You went from posting guitar progress videos on TikTok to busking on actual streets to signing with a Berlin label. Those are three completely different performance contexts. On TikTok, you’re performing for an algorithm. On a street corner, you’re performing for strangers who might keep walking. In a studio, you’re performing for yourself. Each one teaches you something different about what it means to hold someone’s attention and what happens when you don’t. Which of those three stages — the screen, the street, or the studio — taught you the most about who you are as an artist?
I think it’s busking. Honestly, I probably wouldn’t have had the confidence to do any of this without that experience. Being out there on the street taught me so much, how to play, how to hold people’s attention, and how to connect with strangers in a real way.
It’s one thing to post a video on TikTok or record in a studio, but busking forces you to read the room and make people stop and listen. That experience really shaped who I am as an artist and gave me the confidence to take the next steps.
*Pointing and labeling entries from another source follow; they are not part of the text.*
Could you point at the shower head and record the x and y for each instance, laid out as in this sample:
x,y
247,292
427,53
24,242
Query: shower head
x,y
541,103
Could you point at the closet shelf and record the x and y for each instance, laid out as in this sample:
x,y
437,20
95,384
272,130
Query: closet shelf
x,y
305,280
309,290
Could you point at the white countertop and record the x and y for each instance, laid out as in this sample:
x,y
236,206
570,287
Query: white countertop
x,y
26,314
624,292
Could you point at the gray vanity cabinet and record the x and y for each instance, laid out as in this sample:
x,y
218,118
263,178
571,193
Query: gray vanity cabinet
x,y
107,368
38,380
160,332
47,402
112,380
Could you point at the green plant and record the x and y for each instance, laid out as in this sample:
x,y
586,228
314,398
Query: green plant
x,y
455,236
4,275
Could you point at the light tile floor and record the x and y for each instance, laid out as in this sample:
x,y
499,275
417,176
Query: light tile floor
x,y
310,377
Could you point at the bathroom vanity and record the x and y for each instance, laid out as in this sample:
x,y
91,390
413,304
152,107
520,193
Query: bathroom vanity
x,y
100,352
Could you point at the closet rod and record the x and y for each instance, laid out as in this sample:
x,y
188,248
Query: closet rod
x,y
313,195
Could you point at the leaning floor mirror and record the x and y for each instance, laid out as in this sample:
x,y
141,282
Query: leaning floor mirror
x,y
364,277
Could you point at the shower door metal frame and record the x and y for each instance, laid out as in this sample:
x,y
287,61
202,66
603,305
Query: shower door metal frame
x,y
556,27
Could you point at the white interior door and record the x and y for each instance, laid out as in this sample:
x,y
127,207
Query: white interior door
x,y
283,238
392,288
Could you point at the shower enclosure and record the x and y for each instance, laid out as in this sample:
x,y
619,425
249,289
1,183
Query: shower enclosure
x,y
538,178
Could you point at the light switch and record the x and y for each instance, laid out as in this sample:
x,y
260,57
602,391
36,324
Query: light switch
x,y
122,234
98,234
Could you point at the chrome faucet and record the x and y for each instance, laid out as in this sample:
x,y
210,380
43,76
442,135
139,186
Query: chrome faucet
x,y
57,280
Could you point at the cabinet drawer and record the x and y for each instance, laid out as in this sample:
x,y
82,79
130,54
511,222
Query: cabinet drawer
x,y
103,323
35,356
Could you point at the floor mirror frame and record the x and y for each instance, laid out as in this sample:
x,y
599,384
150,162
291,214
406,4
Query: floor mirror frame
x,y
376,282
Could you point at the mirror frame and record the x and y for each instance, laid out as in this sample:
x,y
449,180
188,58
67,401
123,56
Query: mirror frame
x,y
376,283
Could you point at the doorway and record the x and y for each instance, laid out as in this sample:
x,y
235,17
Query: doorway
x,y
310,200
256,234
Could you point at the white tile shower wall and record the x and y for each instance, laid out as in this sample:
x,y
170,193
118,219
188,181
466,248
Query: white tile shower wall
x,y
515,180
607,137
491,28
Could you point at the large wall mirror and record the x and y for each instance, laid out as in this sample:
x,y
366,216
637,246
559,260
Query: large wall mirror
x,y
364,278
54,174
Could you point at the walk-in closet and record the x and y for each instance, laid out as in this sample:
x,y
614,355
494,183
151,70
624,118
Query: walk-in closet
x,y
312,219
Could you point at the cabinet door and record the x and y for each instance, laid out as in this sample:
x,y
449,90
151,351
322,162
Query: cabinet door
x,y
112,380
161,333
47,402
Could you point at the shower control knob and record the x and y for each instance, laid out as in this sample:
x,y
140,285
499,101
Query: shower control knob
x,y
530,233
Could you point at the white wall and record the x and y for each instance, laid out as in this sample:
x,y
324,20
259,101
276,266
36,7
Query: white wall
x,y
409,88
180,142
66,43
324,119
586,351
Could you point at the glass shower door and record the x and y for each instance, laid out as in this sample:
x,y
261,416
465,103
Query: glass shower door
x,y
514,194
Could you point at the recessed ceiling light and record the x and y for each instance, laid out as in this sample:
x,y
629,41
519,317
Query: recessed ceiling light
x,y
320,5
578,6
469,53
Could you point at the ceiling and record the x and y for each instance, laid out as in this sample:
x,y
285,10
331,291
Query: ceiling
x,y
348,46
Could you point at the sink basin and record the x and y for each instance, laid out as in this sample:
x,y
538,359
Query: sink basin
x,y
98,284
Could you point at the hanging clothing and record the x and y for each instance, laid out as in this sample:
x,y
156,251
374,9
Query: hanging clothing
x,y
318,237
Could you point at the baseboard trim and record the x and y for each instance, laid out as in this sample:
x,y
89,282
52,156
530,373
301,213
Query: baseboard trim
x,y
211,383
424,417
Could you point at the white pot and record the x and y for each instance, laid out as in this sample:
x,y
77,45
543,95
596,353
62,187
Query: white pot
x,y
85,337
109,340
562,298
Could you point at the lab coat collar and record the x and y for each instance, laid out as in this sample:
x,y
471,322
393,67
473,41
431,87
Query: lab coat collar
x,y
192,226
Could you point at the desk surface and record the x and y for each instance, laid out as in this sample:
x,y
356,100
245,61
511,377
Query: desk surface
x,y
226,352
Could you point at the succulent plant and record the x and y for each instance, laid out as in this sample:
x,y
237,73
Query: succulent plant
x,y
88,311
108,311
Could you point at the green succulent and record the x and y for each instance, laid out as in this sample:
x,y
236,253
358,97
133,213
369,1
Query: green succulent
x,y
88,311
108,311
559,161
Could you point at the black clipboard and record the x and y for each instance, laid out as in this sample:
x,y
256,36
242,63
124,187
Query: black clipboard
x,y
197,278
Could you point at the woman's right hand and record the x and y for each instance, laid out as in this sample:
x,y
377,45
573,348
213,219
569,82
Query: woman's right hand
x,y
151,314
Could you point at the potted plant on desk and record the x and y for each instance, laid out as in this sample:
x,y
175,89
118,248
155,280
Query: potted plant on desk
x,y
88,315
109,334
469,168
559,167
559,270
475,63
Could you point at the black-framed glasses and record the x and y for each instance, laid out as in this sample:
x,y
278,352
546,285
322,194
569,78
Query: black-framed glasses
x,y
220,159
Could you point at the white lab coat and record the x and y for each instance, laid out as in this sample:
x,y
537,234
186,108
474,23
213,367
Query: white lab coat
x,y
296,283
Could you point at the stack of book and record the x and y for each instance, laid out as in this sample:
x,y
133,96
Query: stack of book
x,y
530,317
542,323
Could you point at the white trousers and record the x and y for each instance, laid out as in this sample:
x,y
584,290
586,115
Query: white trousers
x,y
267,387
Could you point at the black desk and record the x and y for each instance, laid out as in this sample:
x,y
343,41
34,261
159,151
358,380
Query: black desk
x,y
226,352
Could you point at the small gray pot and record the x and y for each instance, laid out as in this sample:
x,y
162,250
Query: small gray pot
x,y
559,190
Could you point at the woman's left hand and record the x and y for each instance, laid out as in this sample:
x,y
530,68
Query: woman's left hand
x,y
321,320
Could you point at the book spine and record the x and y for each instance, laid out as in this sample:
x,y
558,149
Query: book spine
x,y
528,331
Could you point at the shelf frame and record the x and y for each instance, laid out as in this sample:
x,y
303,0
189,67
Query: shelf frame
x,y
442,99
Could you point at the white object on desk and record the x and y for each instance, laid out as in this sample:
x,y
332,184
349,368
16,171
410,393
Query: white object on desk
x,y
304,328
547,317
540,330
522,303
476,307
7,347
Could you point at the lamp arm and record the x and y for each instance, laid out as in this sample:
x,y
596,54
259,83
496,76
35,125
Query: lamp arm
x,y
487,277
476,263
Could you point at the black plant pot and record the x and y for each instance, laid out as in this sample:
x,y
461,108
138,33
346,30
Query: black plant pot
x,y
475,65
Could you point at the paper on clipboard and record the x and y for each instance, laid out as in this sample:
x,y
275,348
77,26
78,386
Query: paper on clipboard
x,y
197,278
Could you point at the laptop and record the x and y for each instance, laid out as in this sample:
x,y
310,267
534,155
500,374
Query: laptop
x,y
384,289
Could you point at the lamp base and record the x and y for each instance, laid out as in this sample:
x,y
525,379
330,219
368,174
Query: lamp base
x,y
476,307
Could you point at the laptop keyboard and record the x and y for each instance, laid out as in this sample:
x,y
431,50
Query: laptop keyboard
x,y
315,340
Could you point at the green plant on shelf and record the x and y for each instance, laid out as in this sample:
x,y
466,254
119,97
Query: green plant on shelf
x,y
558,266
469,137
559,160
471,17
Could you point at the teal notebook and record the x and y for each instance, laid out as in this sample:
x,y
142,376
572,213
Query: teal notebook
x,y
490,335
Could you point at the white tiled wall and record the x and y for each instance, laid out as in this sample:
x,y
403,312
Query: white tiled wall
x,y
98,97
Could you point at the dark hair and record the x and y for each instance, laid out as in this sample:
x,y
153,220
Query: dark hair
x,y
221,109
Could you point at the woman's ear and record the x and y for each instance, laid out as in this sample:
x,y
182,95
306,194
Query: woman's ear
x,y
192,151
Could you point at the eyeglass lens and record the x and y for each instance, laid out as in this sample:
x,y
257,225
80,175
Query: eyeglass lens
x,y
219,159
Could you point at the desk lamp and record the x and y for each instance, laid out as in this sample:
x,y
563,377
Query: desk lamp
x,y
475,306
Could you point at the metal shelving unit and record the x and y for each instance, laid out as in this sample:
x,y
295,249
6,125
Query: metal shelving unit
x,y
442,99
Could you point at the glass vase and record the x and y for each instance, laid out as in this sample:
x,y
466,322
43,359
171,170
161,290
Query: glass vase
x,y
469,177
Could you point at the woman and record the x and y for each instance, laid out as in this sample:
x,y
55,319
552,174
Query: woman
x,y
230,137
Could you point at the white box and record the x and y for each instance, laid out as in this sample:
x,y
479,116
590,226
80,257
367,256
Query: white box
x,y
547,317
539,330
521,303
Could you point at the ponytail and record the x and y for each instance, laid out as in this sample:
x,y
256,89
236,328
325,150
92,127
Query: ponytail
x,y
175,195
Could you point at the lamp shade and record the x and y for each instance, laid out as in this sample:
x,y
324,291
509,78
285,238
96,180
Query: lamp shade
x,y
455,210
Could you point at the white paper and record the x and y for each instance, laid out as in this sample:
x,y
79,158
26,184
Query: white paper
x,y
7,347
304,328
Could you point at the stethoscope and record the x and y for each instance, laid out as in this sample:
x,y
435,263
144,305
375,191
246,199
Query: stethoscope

You cite Dermot Kennedy, Ed Sheeran, Shawn Mendes, and Billy Joel — which is a fascinating quadrant because they share emotional directness but almost nothing else sonically. Is there one of those four whose influence you’re actively trying to move away from as you grow?
I think all of them have definitely shaped me in some way, but if I had to pick, I’d say Billy Joel. I have a lot of respect for him and what he does, but sonically, I’m trying to move in a different direction. I don’t want to sound like anyone else. I want my music to feel like me.
Dermot, Ed, and Shawn have all taught me about being direct with emotion, which is something I really value. I’m still figuring out my own sound and the ways I want to express those feelings, but looking at the stuff I’m yet to release this year, I think my sound is really starting to form. It’s about taking what resonates and leaving the rest behind.
You said something that stuck with me — “Little Charlie would be very proud of where we are now.” That’s a beautiful sentence, but it’s also a heavy one, because it implies that little Charlie needed something to be proud of. A lot of artists talk about their past selves with cringe or distance. You talk about yours with warmth. If you could play one song — for the teenage version of you who walked away from music, which song would it be and why?
I think for me it would be Perfume Regret. It’s probably the most exposed I’ve ever been in something I’ve released. Every detail, every moment of the song feels really personal, and I think that honesty comes through. At the same time, it shows how far we’ve come musically, how much the sound has grown and developed.
It also really highlights the work of the amazing team around me. From the producers to the writers to everyone helping shape it, this song wouldn’t be what it is without them. Honestly, it would be amazing to show little me how far we’ve got so far, it’s kind of surreal to think about. I feel like it’s a real milestone for me, both creatively and personally, and it’s the first time I’ve felt like a release could really represent who I am as an artist right now.
Alright, let’s end on something fun. You’ve said this new chapter is about confidence and not taking life too seriously. So here’s a completely unserious question: you’re back in that lift. The perfume hits. But this time, instead of an ex, the scent takes you forward — five years into the future. You step out and future Charlie is standing there. He’s got one sentence for you. What does future Charlie say?
Relax messing up is what make you better. No Drama.